2. Children in 'pre-year 1' with two or more inconsistencies were recoded to 'preschool in a school'.
3. Children attending a 'preschool in a school' with two or more inconsistencies were recoded to 'pre-year 1'.
4. Children attending a 'preschool at a non-school centre' with two or more inconsistencies were recoded as being in a 'day care centre with a preschool program'.
For cases with Wave 1 teacher data, the data generated by these corrections matched the teacher data in 80% of cases, better than using the recall data by themselves, and better than the correction scheme used prior to the recall data becoming available (which matched in 73% of cases). This approach has therefore been taken.
5.2 B cohort
Given the problems experienced for the K cohort at Wave 1, a different set of questions on educational programs was developed for the B cohort at Wave 3 (see Table 12). In Wave 1 for the K cohort, the data collected from the face-to-face interview on educational programs differed from that collected in the teacher questionnaire in 29% of cases. In Wave 3, for the B cohort, there were differences in 13% of cases.

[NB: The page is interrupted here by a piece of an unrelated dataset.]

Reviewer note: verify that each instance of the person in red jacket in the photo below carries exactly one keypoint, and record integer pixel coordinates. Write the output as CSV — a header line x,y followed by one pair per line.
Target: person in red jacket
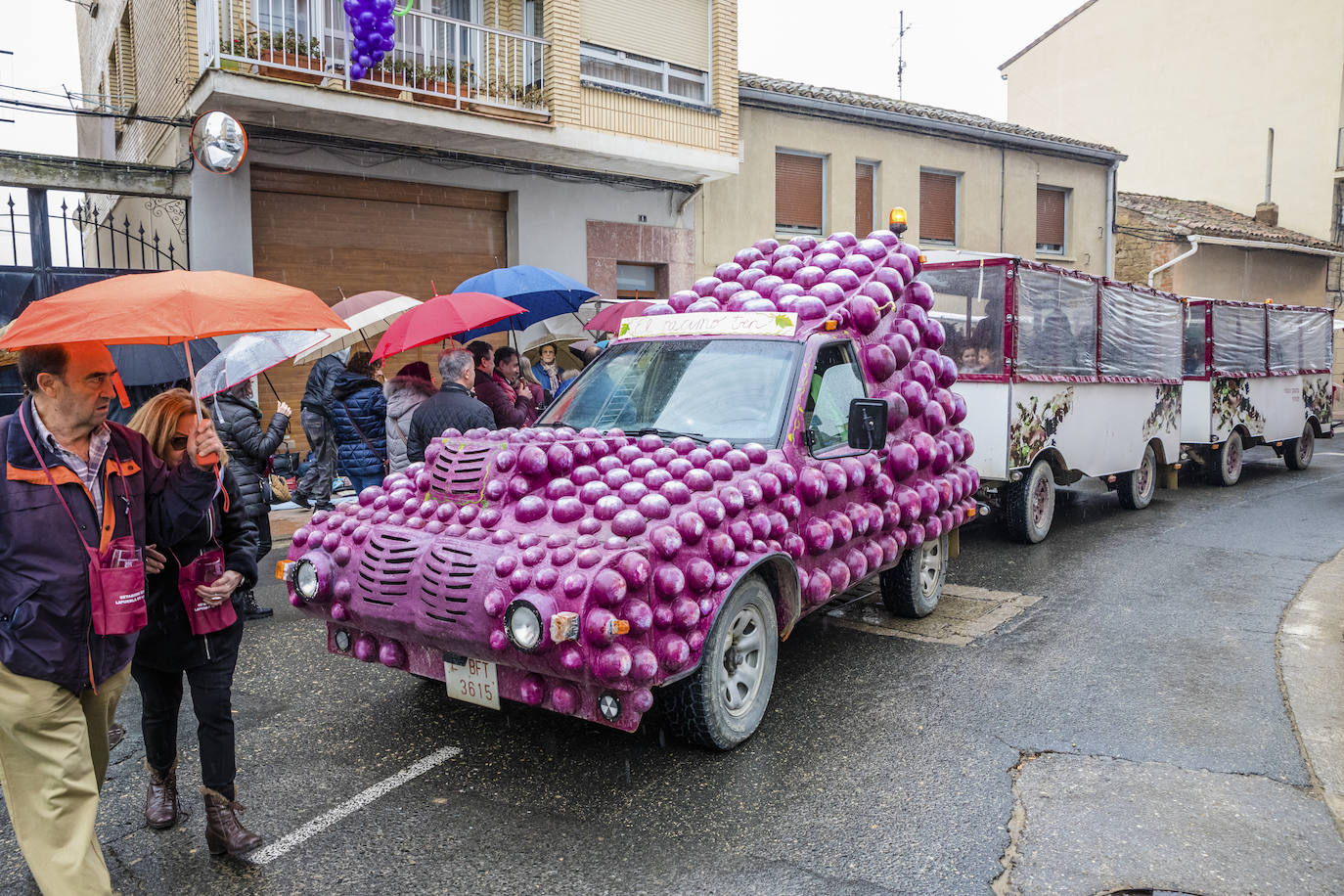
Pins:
x,y
500,385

However, when the consistency of the teacher data and the parent data was tested against other answers in the Wave 3 interview, it was found that neither version had many inconsistencies; however, the teacher corrected version had slightly more (3% versus 2.7%).
In the seven cases (so far) with inconsistencies when the teacher data were used, the teacher's response was 'pre-Year 1 school program' while the parent's was 'preschool program in a school'. These cases may represent programs that don't fall neatly into either category (e.g. classes at a pre-Year 1 level that children attend part-time), although there is no consistency in terms of state of residence of the children or the organisational basis of the school (e.g. independent versus state versus Catholic). Whatever the situation is with these cases, there seems to be little reason to correct the parent data or teacher data when there is little indication of which is correct.
1.Teacher data still to be used to correct parent data when available in determining educational program at Wave 1 for the K cohort.
2. Recall data to be used as an extra consistency check within the existing process when imputing this information when teacher data is absent.
3. No imputation to be performed on Wave 3 B cohort educational program data.
2 That is, minus the 14.5% mentioned above.